Post-independence, India was gathering its bearings as an agriculturally sufficient nation and was an importer of food, dependent on foreign countries. Some causes and results of India’s agricultural shortcomings were famines, outdated means of production, poor allocation of agricultural products that resulted in an undernourished population. The incessant requirement for importing food grains (due to the poor quality of ones in India) had an exhaustive effect on the country’s foreign exchange reserves.
Key features of the first Green Revolution in India
The first Green Revolution took place in the 1970s which saw an influx in more modern and advanced means of production. This modern technology boosted agricultural yield to the extent where the government could maintain food grain reserves. It helped India become a more independent country. The Indian agricultural sector was introduced to fertilisers, irrigation facilities, mechanical cultivation and other modern practices that hold strong till date.
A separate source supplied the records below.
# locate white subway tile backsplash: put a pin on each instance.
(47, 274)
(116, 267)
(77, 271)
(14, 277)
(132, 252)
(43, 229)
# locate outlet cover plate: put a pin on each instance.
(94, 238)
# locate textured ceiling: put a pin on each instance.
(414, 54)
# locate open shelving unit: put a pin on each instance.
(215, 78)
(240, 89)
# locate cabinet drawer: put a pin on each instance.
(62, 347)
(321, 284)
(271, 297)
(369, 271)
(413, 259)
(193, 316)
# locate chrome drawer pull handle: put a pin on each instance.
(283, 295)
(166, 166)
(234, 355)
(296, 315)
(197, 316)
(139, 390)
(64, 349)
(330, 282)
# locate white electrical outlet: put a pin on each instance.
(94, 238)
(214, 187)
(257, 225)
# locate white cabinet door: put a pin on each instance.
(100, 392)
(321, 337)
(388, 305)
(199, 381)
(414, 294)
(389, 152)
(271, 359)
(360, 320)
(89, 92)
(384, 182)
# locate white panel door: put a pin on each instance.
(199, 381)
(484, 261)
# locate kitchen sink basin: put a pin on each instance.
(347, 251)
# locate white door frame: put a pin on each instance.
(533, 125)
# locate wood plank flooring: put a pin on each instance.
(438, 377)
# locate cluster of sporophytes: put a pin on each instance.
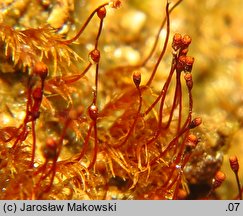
(74, 130)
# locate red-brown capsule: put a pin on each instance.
(188, 78)
(195, 122)
(101, 13)
(186, 40)
(181, 63)
(192, 141)
(234, 164)
(115, 4)
(189, 63)
(136, 78)
(50, 148)
(37, 93)
(184, 51)
(93, 112)
(218, 179)
(177, 41)
(94, 56)
(41, 70)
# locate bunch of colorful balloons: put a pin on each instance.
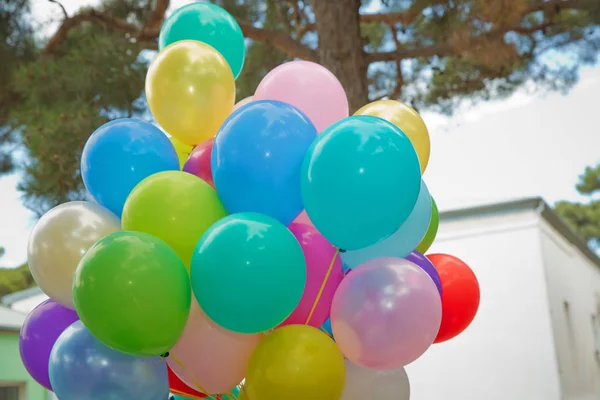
(283, 262)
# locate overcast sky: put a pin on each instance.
(519, 147)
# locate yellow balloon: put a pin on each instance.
(408, 120)
(190, 90)
(295, 362)
(183, 150)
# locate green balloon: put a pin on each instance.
(132, 292)
(431, 231)
(208, 23)
(248, 272)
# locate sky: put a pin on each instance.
(526, 145)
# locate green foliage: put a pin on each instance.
(584, 218)
(16, 47)
(15, 279)
(442, 52)
(98, 77)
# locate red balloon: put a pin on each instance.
(460, 295)
(179, 388)
(198, 163)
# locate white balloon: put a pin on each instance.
(60, 239)
(364, 383)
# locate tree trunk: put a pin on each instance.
(340, 46)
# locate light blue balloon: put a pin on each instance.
(119, 155)
(403, 241)
(257, 158)
(82, 368)
(360, 181)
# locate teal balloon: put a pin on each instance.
(360, 181)
(248, 272)
(208, 23)
(403, 241)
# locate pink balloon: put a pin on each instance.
(324, 272)
(386, 313)
(209, 356)
(308, 86)
(242, 102)
(198, 162)
(303, 219)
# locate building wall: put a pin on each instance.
(574, 295)
(13, 372)
(508, 351)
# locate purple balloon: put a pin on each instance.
(39, 332)
(423, 262)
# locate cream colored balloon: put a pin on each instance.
(59, 240)
(364, 383)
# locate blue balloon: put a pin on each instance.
(82, 368)
(119, 155)
(403, 241)
(257, 158)
(360, 181)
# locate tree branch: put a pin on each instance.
(447, 49)
(64, 10)
(406, 17)
(279, 40)
(151, 30)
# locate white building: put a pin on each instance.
(537, 333)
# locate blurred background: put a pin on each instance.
(508, 89)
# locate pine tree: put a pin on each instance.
(432, 54)
(584, 218)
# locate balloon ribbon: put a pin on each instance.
(325, 280)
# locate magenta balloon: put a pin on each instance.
(386, 313)
(324, 272)
(39, 332)
(308, 86)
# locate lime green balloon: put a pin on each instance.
(248, 272)
(132, 292)
(208, 23)
(431, 231)
(174, 206)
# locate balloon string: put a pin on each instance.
(201, 389)
(331, 264)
What is the need for a second Green Revolution?
If those practices were so successful back then why would India need another Green Revolution? Simply put, it was not enough. India’s growing population continues to put a strain on its food resources and a significant portion of the Indian population suffers from starvation and undernourishment. According to the International Food Policy Research Institute, 190 million Indians go hungry every day. The farming sector has routinely exhibited poor performances since the first Green Revolution so improved agricultural productivity is required to enhance India’s food reserves.
Areas of emphasis for the second Green Revolution
The second Green Revolution would require an emphasis on nutrient-dense crops like pulses, fruits and vegetables. This revolution should also help India diversify its agricultural portfolio to not just expand crop production but livestock, fisheries, poultry and horticulture. Farmers also need fair compensation for their output so some of that return can be reinvested into the production process to improve the output per hectare. The sector needs the investment to improve the technology used in the production process and purchase higher quality grains. Investments in food processing (storage, produce processing, transport) will also help improve returns for farmers. A second Green Revolution through improving the agricultural sector should reduce food price volatility and therefore improve this sector for the long term.